Introducing the YTFG Fellow Blog
We’re excited to launch a new blog series authored by our YTFG Fellows! Enjoy the first blog posting of this series — a reflection on our Houston meeting site visit to the Las Americas school written by Amanda Shabowich. Las Americas thoughtfully blends social emotional programming with academics and English language services to prepare newcomers for mainstream public schools. Stay tuned for regular blog posts throughout the year!
What I Saw at Las Americas was Love
We’re fed dobladas y pan de coco. A mother is there, she got up at 4 in the morning to make this food for us. It’s 9 o’clock now, and she serves each of us her recipe from Guatemala. I feel guilty. Where was I at four this morning? In my hotel room I didn’t pay for, clothing tossed around the room, souvenirs still in their bags.
Our guide doesn’t say much about where the kids are from, not all at once, but we know. We’ve seen the photos of children and families crossing the border, or freezing cold under aluminum blankets. We’ve read the stories of what happens on the long and dangerous journey to America and in those detention centers. We know how our country has hurt them. We know how their country hurt them too.
We go into a classroom, an elementary level class, and the AC makes you forget it’s 90 degrees outside. There are children everywhere, which is no surprise. They told us the school started at maximum capacity this year, three hundred and sixty students.
There are children gathered around a boombox, holding tiny books with massive headphones on their heads. They are reading aloud, “This…is…coral”.
There are children sitting in the classroom library, each reading the same book silently with intense focus.
There are students at computers. A program shows a mouth moving and they all wear the same giant headphones I saw earlier. I wonder if those are the same giant headphones my elementary school had fifteen years ago.
I went to see movies with my computer teacher. Working on them made me so excited, and I still think I’m able to type quickly because of Mavis Beacon and the games I learned on. My mother and I spent a lot of Sundays together playing computer games and eating snacks. It was not a thing she did with my sister, just with me. It was ours. I wondered which children had mothers still. What they did with their moms. What it felt like to be scared she won’t be home when they return from school.
There are students gathered around the teacher and a projector, reading together. A book that says “I can do it” over and over again. I hope they know they already know how to do so many things.
I look at these children, all of them more independent than I ever was. I needed others so desperately. I needed to be affirmed, to be told what to do, and was so proud at how well I took instruction. I think of the instructions they have had to follow, just to survive. Just to get here. Just to be prepared for what could happen. I think of how they must need people desperately too, and affirmation, and direction–they just don’t have that luxury.

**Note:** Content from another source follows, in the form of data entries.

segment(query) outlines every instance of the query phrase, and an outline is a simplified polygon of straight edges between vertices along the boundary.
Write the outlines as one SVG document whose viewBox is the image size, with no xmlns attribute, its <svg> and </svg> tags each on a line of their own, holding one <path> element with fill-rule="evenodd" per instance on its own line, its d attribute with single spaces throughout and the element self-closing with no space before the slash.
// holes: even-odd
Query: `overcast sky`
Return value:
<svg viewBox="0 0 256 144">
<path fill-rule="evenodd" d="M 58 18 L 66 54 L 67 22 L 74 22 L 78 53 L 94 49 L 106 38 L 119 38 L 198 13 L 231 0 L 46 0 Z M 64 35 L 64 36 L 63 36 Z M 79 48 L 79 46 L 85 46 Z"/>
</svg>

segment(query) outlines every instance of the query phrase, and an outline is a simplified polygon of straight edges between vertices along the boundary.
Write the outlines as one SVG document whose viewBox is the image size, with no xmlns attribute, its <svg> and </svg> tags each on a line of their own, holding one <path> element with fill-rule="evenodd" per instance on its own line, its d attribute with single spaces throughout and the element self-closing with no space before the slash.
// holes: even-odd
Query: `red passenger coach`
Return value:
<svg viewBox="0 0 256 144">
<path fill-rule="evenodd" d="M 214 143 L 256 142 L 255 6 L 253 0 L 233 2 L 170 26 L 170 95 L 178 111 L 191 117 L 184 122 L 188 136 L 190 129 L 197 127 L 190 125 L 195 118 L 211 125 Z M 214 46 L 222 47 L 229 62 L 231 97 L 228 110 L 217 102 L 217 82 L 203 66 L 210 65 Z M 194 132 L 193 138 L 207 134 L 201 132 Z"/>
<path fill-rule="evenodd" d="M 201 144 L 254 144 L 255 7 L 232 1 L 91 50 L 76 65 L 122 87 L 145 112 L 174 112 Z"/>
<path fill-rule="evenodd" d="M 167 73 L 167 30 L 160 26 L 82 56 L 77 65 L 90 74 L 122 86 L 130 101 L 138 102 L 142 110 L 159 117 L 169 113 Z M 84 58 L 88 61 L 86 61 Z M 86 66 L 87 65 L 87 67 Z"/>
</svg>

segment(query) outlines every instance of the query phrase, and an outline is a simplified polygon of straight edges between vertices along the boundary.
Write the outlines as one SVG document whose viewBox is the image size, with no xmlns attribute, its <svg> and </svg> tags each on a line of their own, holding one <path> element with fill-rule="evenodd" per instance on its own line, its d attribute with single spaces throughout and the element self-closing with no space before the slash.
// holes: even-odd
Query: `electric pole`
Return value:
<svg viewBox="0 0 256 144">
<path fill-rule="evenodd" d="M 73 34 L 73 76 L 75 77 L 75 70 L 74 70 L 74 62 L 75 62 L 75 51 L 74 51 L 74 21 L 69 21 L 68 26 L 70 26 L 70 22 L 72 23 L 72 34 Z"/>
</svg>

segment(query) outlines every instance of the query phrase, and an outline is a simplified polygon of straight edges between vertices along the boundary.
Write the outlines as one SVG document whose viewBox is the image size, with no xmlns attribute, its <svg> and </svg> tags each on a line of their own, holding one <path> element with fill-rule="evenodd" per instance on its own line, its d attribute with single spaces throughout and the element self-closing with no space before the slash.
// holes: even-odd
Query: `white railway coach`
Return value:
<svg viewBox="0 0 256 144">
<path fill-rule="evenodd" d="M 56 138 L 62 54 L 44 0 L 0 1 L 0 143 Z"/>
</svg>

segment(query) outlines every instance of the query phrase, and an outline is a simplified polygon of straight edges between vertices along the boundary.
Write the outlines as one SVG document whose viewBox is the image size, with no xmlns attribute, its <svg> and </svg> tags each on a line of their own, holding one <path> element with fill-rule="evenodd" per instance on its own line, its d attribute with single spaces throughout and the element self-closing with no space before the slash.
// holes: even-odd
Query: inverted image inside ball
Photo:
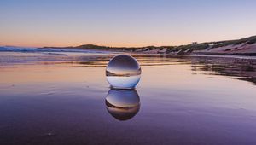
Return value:
<svg viewBox="0 0 256 145">
<path fill-rule="evenodd" d="M 111 59 L 107 66 L 106 76 L 111 88 L 134 89 L 141 78 L 141 67 L 128 55 Z"/>
</svg>

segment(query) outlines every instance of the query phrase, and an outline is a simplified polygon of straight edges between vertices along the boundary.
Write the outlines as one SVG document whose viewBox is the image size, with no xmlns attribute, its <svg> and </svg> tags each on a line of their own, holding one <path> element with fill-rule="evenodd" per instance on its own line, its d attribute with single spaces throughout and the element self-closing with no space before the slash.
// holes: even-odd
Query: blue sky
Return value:
<svg viewBox="0 0 256 145">
<path fill-rule="evenodd" d="M 0 45 L 179 45 L 256 34 L 253 0 L 1 0 Z"/>
</svg>

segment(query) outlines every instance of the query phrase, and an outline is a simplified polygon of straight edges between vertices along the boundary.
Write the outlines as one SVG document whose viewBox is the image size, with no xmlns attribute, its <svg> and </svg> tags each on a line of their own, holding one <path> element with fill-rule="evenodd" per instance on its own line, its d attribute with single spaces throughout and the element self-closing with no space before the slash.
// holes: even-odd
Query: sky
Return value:
<svg viewBox="0 0 256 145">
<path fill-rule="evenodd" d="M 181 45 L 256 35 L 255 0 L 1 0 L 0 45 Z"/>
</svg>

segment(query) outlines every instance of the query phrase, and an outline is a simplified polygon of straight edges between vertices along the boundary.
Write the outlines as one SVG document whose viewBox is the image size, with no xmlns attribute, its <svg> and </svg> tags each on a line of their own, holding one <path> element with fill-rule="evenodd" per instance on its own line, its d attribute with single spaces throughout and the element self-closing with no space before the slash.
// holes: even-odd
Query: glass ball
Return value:
<svg viewBox="0 0 256 145">
<path fill-rule="evenodd" d="M 106 76 L 111 88 L 134 89 L 140 81 L 141 72 L 141 67 L 135 58 L 119 55 L 109 61 Z"/>
<path fill-rule="evenodd" d="M 110 90 L 105 102 L 108 113 L 121 121 L 133 118 L 140 109 L 140 97 L 135 90 Z"/>
</svg>

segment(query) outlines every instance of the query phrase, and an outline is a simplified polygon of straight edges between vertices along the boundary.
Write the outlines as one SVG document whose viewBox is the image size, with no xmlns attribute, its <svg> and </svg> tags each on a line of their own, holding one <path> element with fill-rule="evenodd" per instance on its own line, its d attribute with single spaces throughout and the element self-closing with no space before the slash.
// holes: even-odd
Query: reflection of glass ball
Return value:
<svg viewBox="0 0 256 145">
<path fill-rule="evenodd" d="M 105 102 L 108 113 L 119 120 L 133 118 L 140 109 L 140 97 L 134 90 L 110 90 Z"/>
<path fill-rule="evenodd" d="M 106 76 L 112 88 L 133 89 L 140 81 L 141 72 L 141 67 L 135 58 L 119 55 L 109 61 Z"/>
</svg>

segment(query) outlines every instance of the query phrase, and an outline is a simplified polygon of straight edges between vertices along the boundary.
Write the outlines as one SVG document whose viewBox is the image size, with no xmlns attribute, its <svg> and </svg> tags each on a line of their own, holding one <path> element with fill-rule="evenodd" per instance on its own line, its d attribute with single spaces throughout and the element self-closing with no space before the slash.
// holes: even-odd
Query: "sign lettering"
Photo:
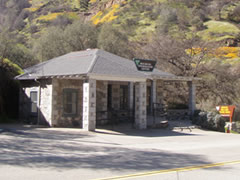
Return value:
<svg viewBox="0 0 240 180">
<path fill-rule="evenodd" d="M 156 61 L 154 60 L 147 59 L 133 59 L 133 60 L 139 71 L 152 72 L 156 65 Z"/>
</svg>

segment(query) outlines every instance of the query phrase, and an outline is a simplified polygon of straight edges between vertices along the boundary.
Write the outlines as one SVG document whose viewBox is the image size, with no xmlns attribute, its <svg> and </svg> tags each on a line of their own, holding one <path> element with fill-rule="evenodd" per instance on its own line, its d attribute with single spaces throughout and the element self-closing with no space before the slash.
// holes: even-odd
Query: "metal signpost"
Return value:
<svg viewBox="0 0 240 180">
<path fill-rule="evenodd" d="M 216 107 L 217 111 L 219 111 L 221 116 L 229 117 L 230 119 L 229 131 L 232 130 L 232 118 L 233 118 L 235 108 L 236 108 L 235 106 L 217 106 Z"/>
<path fill-rule="evenodd" d="M 133 60 L 139 71 L 152 72 L 156 65 L 156 61 L 154 60 L 136 59 L 136 58 L 134 58 Z"/>
</svg>

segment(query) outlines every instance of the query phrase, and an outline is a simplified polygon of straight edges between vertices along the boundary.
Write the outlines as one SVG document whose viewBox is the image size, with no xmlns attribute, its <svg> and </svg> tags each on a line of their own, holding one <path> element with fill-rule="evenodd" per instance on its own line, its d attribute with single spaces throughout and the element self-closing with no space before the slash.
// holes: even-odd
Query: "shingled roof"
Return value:
<svg viewBox="0 0 240 180">
<path fill-rule="evenodd" d="M 91 49 L 71 52 L 24 70 L 18 80 L 53 78 L 58 76 L 104 75 L 123 78 L 175 79 L 180 77 L 154 69 L 153 72 L 138 71 L 134 62 L 112 53 Z M 181 79 L 181 78 L 180 78 Z"/>
</svg>

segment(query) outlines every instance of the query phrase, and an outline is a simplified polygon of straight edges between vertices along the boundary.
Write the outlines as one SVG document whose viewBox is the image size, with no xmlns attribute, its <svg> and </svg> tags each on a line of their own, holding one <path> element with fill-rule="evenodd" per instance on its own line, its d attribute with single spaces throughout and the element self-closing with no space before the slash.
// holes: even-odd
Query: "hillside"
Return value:
<svg viewBox="0 0 240 180">
<path fill-rule="evenodd" d="M 38 40 L 48 33 L 49 28 L 65 29 L 80 19 L 95 26 L 98 32 L 110 23 L 113 28 L 123 34 L 121 39 L 127 39 L 128 44 L 142 46 L 159 32 L 174 38 L 194 35 L 207 43 L 215 43 L 216 47 L 222 48 L 221 50 L 224 49 L 221 53 L 216 49 L 215 57 L 221 57 L 224 61 L 230 60 L 231 63 L 240 59 L 238 48 L 240 46 L 240 2 L 238 0 L 220 2 L 218 0 L 0 1 L 1 31 L 10 29 L 17 35 L 16 51 L 21 51 L 21 58 L 25 57 L 25 59 L 33 59 L 29 57 L 31 54 L 39 54 L 34 51 L 34 48 L 39 48 Z M 99 47 L 99 44 L 104 43 L 91 47 Z M 111 51 L 108 48 L 106 50 Z M 121 55 L 121 52 L 113 52 Z M 35 61 L 44 59 L 40 56 L 42 55 L 35 56 Z M 131 55 L 126 56 L 131 57 Z M 52 56 L 46 58 L 49 57 Z M 11 57 L 7 58 L 11 59 Z M 25 63 L 28 60 L 24 60 L 24 63 L 13 61 L 22 67 L 29 66 L 29 63 Z"/>
</svg>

Some of them catch my eye. I have tattoos and purple hair and a colorful t-shirt on, I figure I must look really striking to them. I’m the youngest person in our tour group. I hope they can tell that I’m so excited to see them. I smile so big my cheeks hurt, and I try to look at all of them. I wave at some girls giggling and whispering to each other in the back of the room. I remember being those girls.
I remember my father dying when I was in elementary school. I remember my mother wanting so bad to shield me from his alcoholism and declining health. Then my grandfather died. Then my great aunt. Then my grandmother. My mother always tried to protect me, to keep the bad out as much as she could. I think of the mothers of these children and what they have had to shield their children from. What they hadn’t been able to protect them from. The trauma and terror of it all.
I think of my depression, how it led me to dark places and moments, reminders of traumas I couldn’t face. I think of these children, all they’ve had to overcome just to be here in this moment. How grateful I am to be here with them. I think of all the things I would have never experienced if I had given in to those gloomy feelings on bad days. I think of all the things they’re going to experience: how they can heal and love others and share laughter and build friendships. How much life is ahead of them. How much they deserve.
Las Americas moved me. Not out of pity, sympathy, or white guilt. It didn’t even move me because I love children. It moved me because it reminded me of how precious childhood is, and how expansive the life in front of them is. It moved me because I am so incredibly angry at the way our country treats migrants and asylum seekers. It moved me because their funding is on a shoestring. They do not have the money to continue to pay crucial support staff, staff that these children have come to know and trust. And it moved me because learning is so beautiful, so transformative, and we owe it to these and all children to provide them schools that are safe, welcoming, meet their needs, and truly love them. What I saw at Las Americas was love.